Mit den Worten „Auf dem Weg zur stärksten Fraktion“ war die Einladung für
die Veranstaltung überschrieben. Weil man sich als sächsischer
Landesverband wegen des aussichtsreichen Machtkampfes auch bundesweit für
bedeutsam hält, wählte die AfD ein idyllisches Seehotel in Zeuthen bei
Berlin für die Präsentation, um auch Hauptstadtjournalisten der
„Leitmedien“ anzulocken. Mit Erfolg.
Weil die CDU mit Ministerpräsident Michael Kretschmer Koalitionen mit AfD
und Linken nach wie vor ausschließt, scheint der AfD Sachsen nach dem
1.September nur die Rolle einer „starken Opposition“ zu bleiben. Sollte die
AfD aber wider Erwarten doch von der CDU angesprochen werden, will man die
Mitglieder befragen.
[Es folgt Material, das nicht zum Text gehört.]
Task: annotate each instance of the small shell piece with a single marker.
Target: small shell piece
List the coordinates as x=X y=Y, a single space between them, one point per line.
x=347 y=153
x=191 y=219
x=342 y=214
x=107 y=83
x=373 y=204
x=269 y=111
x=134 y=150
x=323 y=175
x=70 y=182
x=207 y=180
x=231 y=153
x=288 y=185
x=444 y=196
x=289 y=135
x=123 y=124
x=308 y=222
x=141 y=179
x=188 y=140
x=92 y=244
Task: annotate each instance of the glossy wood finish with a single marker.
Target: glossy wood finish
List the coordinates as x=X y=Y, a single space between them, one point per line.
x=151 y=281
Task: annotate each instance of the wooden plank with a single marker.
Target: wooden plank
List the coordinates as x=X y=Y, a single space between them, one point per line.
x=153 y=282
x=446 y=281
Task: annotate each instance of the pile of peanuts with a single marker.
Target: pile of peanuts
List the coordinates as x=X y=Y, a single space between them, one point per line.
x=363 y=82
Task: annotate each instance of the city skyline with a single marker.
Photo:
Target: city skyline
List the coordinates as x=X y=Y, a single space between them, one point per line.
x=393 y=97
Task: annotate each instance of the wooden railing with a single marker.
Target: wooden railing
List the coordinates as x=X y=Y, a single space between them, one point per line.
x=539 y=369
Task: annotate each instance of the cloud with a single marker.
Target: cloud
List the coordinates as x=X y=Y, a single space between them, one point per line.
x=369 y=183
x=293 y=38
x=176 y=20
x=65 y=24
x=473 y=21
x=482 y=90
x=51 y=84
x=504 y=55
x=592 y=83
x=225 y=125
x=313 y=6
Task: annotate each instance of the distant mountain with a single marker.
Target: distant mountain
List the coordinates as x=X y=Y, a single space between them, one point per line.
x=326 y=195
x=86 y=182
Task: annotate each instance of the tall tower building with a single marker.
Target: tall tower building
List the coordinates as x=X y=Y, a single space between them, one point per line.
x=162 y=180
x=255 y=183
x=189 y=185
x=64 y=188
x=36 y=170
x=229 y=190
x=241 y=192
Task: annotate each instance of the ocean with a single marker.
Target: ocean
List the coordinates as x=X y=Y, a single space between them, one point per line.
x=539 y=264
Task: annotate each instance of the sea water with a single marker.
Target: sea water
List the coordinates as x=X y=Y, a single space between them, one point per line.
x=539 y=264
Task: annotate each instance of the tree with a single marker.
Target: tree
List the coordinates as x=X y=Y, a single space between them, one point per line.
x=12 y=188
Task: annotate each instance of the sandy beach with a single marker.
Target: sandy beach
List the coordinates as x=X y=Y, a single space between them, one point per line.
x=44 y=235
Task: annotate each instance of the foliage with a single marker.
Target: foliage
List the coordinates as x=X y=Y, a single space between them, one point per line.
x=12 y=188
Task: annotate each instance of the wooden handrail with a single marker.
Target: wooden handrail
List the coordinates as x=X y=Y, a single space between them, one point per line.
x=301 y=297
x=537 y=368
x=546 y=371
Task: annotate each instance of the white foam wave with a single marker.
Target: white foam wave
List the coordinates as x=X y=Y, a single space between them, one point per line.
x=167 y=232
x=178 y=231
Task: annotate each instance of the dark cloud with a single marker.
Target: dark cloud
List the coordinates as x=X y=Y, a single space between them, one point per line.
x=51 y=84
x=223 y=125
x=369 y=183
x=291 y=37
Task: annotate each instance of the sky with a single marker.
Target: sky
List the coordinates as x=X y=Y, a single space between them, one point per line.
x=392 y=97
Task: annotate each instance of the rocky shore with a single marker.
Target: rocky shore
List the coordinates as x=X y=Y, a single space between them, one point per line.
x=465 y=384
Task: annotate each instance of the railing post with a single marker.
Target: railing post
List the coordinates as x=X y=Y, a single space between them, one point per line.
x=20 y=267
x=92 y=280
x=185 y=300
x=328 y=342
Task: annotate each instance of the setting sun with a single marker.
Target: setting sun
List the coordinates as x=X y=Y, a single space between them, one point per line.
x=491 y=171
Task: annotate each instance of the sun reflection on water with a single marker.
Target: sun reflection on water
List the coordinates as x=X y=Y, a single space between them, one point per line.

Eigentlich aber hatte Urban als Bedingung für eine
denkbare „bürgerliche Koalition“ mit der Union die eigene „intellektuelle
Führung“ genannt.
Zugleich sieht er aber Chancen für den Plan B, „Leute aus anderen
Fraktionen herauszubrechen“, die zu einer Regierungsmehrheit verhelfen
könnten. Kandidaten dafür will er in allen Parteien entdeckt haben. Die
Tolerierung einer Minderheitsregierung unter CDU-Führung schließt er aus.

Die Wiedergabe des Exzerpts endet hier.